Among the important temples here is the Narasirnha temple of the Hoysala period with a 7 ft high image of Ugra Narasimha made of black stone.

- Varadarajawamy temple
Maddur's Varadaraja temple is an early Chola or pre-Chola structure. Its 12 ft high Alialanatha deity is elaborately carved both in front and on the back with unusual features which has led to the Kannada saying 'Ella Devara Munde Nodu Allalanathana hinde nodu' - 'All other idols are to be seen from the front but Allalanatha is to be seen from the back'. The temple was built by king Vishnuvardhana (formerly known as Bitti Deva).

- Vaidyanathapura – Vidyanatheswara Temple
- Shivapura - Shivapur in Maddur is famous for the historical monument Satyagraha Soudha the symbolic structure of Maddur where Mahatma Gandhi had sat for Satyagraha against the British along with other freedom fighters.
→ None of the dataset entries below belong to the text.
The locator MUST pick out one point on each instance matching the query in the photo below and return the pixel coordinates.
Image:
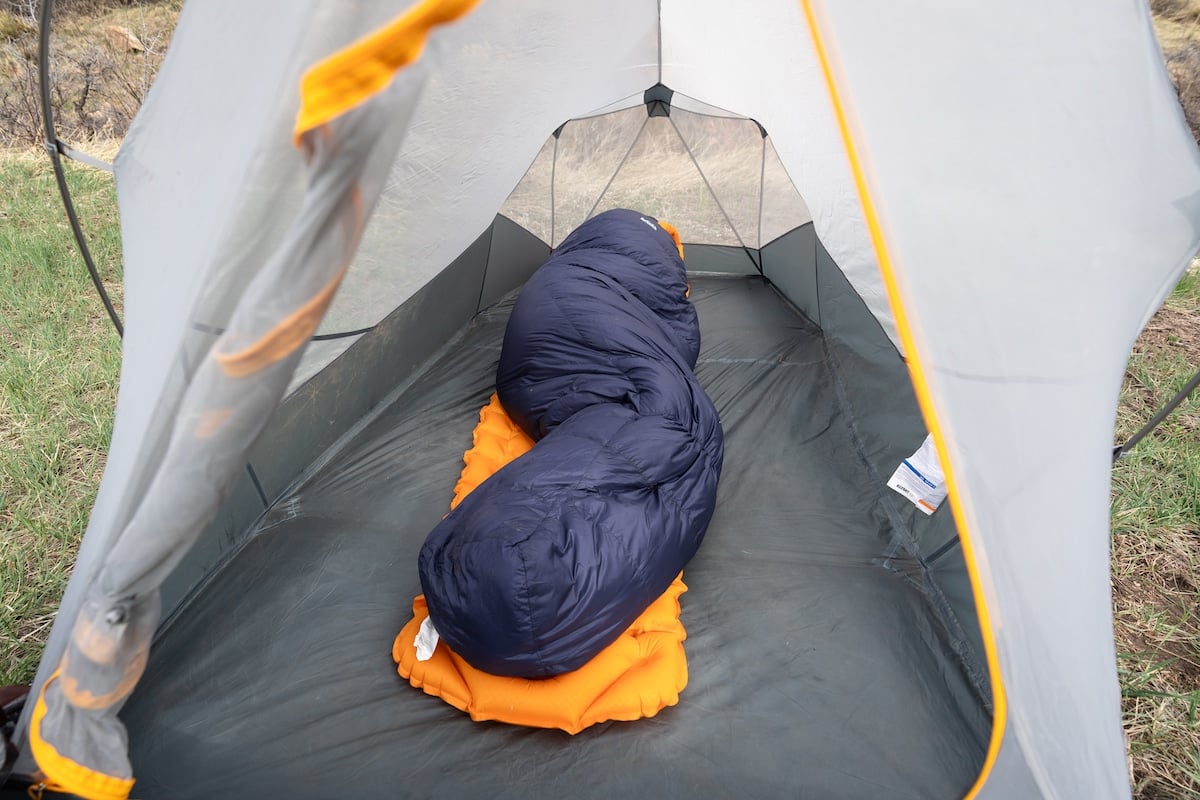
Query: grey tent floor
(814, 671)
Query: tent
(900, 218)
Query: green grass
(1156, 555)
(58, 388)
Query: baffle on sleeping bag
(555, 555)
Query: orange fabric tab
(354, 74)
(635, 677)
(64, 774)
(675, 234)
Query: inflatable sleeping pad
(552, 558)
(637, 675)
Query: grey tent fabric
(970, 172)
(816, 668)
(221, 413)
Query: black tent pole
(1171, 404)
(52, 148)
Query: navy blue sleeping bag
(555, 555)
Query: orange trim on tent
(909, 340)
(294, 330)
(635, 677)
(358, 72)
(61, 773)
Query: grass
(1156, 555)
(58, 386)
(60, 362)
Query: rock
(124, 40)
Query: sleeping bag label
(919, 477)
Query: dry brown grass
(99, 76)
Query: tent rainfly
(327, 211)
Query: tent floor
(814, 671)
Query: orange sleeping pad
(635, 677)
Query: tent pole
(52, 148)
(1163, 413)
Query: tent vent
(658, 100)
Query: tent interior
(833, 643)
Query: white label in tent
(919, 477)
(426, 641)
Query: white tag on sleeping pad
(919, 477)
(426, 641)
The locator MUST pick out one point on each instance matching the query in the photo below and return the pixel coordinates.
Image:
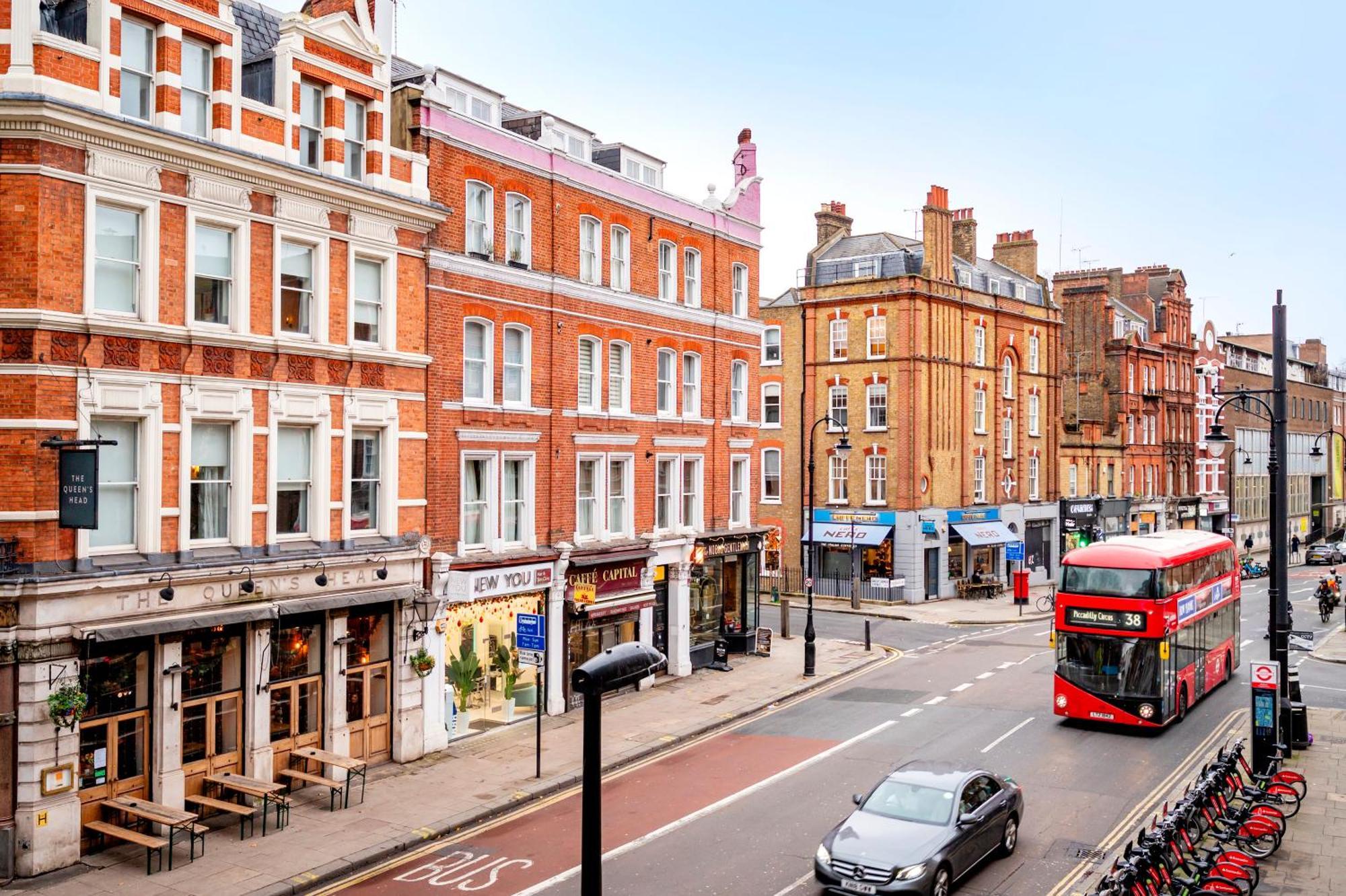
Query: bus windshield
(1110, 667)
(1108, 583)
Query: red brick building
(594, 396)
(1131, 337)
(215, 264)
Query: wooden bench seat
(247, 815)
(334, 788)
(154, 846)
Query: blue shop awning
(850, 533)
(986, 533)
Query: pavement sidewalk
(472, 781)
(1313, 856)
(946, 611)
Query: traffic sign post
(1265, 679)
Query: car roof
(932, 773)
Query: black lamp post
(843, 449)
(616, 668)
(1278, 591)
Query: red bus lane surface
(536, 847)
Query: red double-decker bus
(1146, 626)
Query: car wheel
(943, 883)
(1010, 839)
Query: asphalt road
(744, 812)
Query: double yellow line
(1150, 804)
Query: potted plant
(422, 663)
(507, 661)
(465, 672)
(67, 706)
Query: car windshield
(1110, 667)
(911, 802)
(1108, 583)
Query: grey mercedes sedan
(920, 831)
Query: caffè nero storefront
(215, 671)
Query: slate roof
(260, 28)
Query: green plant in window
(507, 661)
(67, 706)
(465, 672)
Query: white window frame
(767, 348)
(620, 262)
(877, 330)
(691, 278)
(592, 227)
(691, 385)
(523, 233)
(668, 272)
(768, 454)
(203, 95)
(843, 406)
(741, 507)
(526, 367)
(740, 286)
(239, 289)
(491, 502)
(839, 489)
(620, 388)
(872, 392)
(839, 338)
(768, 389)
(671, 384)
(740, 392)
(488, 363)
(318, 299)
(877, 486)
(596, 403)
(147, 274)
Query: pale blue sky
(1203, 135)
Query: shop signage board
(79, 494)
(531, 632)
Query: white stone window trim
(318, 311)
(141, 402)
(388, 310)
(240, 305)
(147, 281)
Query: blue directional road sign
(531, 632)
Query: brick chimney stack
(937, 235)
(831, 220)
(966, 236)
(1017, 251)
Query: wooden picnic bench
(267, 792)
(353, 768)
(154, 846)
(247, 815)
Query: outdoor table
(355, 768)
(266, 790)
(176, 820)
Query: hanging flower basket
(422, 663)
(67, 706)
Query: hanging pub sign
(77, 501)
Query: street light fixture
(842, 449)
An inspiring monument of India's freedom struggle located adjacent to the Mysuru-Bengaluru highway at Shivapura of Maddur taluk in Mandya District Built to commemorate the Shivapura Flag Satyagraha of 1938.
- Kokkarebellur – Kokkare Bellur, is a famous bird sanctuary located in maddur taluk. Its 12 km from Maddur town.

===Jain temple===
A Jain temple or Derasar is the place of worship for Jains, the followers of Jainism. Jain architecture is essentially restricted to temples and monasteries, and secular Jain buildings generally reflect the prevailing style of the place and time they were built.

Jain temple architecture is generally close to Hindu temple architecture, and in ancient times Buddhist architecture. Normally the same builders and carvers worked for all religions, and regional and period styles are generally similar. For over 1,000 years the basic layout of a Hindu or most Jain temples has consisted of a small garbhagriha or sanctuary for the main murti or cult images, over which the high superstructure rises, then one or more larger mandapa halls.

Māru-Gurjara architecture or the "Solanki style" is, a particular temple style from Gujarat and Rajasthan (both regions with a strong Jain presence) that originated in both Hindu and Jain temples around 1000, but became enduringly popular with Jain patrons. It has remained in use, in somewhat modified form, to the present day, indeed also becoming popular again for some Hindu temples in the last century. The style is seen in the groups of pilgrimage temples at Dilwara on Mount Abu, Taranga, Girnar and Palitana.

In 2016, Archaeological Survey of India (ASI) excavated another 13 feet statue of Bahubali made in the 3rd - 9th centuries on another hillock located opposite the basadis in Arthipura. Excavation work is expected to be completed by 2018.